Starting in the 2020 school year, Timber Creek will become one of the Social and Emotional Learning pilot campus for Keller ISD. Social and Emotional Learning is the process where children and adults learn to understand and manage emotions, maintain positive relationships, make responsible decisions and more.
According to the National Center for Education Statistics, during the 2013-2014 school year 65-percent of public schools reported that one or more incidents of violence have taken place, which translates to about 757,000 crimes. In order to help students students during stressful years, Keller ISD announced that a fourth of all schools will be Social and Emotional Learning pilot campuses. Staff at each school filled out a needs assessment on how each campus is performing and if they would be a good pilot campus.
“We already have that sense of Falcon Family so when we people filled it out, of course we are already doing those things at Timber Creek,” explained Principal Michelle Somerhalder. “They saw that this was a place that would be a good pilot campus, so that’s how we got chosen.”
Somerhalder will have a core community of teachers, administrators, and counselors that will draft what the plan will look like as the year goes on.

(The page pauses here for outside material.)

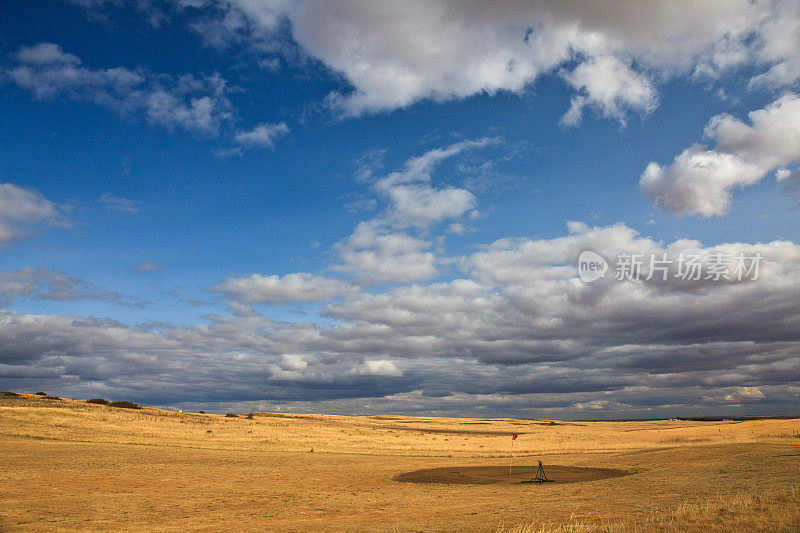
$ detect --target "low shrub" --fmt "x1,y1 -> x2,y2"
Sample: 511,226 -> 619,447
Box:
86,398 -> 111,405
108,402 -> 141,409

The plan will have a school wide affect on Social and Emotional Learning and teachers will embed different positive relationships activities so students will know how to build empathy, according to Somerhalder.
“I think it will affect everyone in the classrooms,” described Somerhalder. “I know this year we are even going to start doing culture circles through the history department, we’re going to have a mentoring program through the counseling office that we’re going to start with district mentors.”

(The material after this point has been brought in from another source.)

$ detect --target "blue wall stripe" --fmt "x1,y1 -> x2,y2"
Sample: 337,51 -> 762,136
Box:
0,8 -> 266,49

The existing curriculum is built for middle and elementary campuses and not high school campuses so the community will have to learn how to implement the program before it is phased into the other high schools.
“I think its just very exciting to just see that piece. It’s not all about all the academic pieces, they’re important, but we definitely want to build the whole child. I think that’s very important even looking from all the way up,” explained Somerhalder. “I know we are very unified as a feeder pattern so even looking at just elementary schools all the way up just really building those skills. I know Falcons already have all of those skills and I think the more they can embed them the more successful we’ll be in the workplace one day and for those jobs that haven’t even been created yet.”

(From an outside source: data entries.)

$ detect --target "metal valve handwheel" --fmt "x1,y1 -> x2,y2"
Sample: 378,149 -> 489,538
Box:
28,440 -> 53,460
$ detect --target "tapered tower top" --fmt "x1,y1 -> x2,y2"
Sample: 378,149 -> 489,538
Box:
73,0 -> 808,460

The plan is expected to have a large affect on how students learn and will translate to the real world. The soft skills needed in the world place will be taught to students to make their transition out of high school easier.
“I truly believe this program will have a positive impact on our students,” described Assistant Principal Rebecca Rose. “Helping them to relate to others, set goals, and make good decisions, these are basic life skills that we should be teaching our students now to help them navigate the world successfully when they leave us.”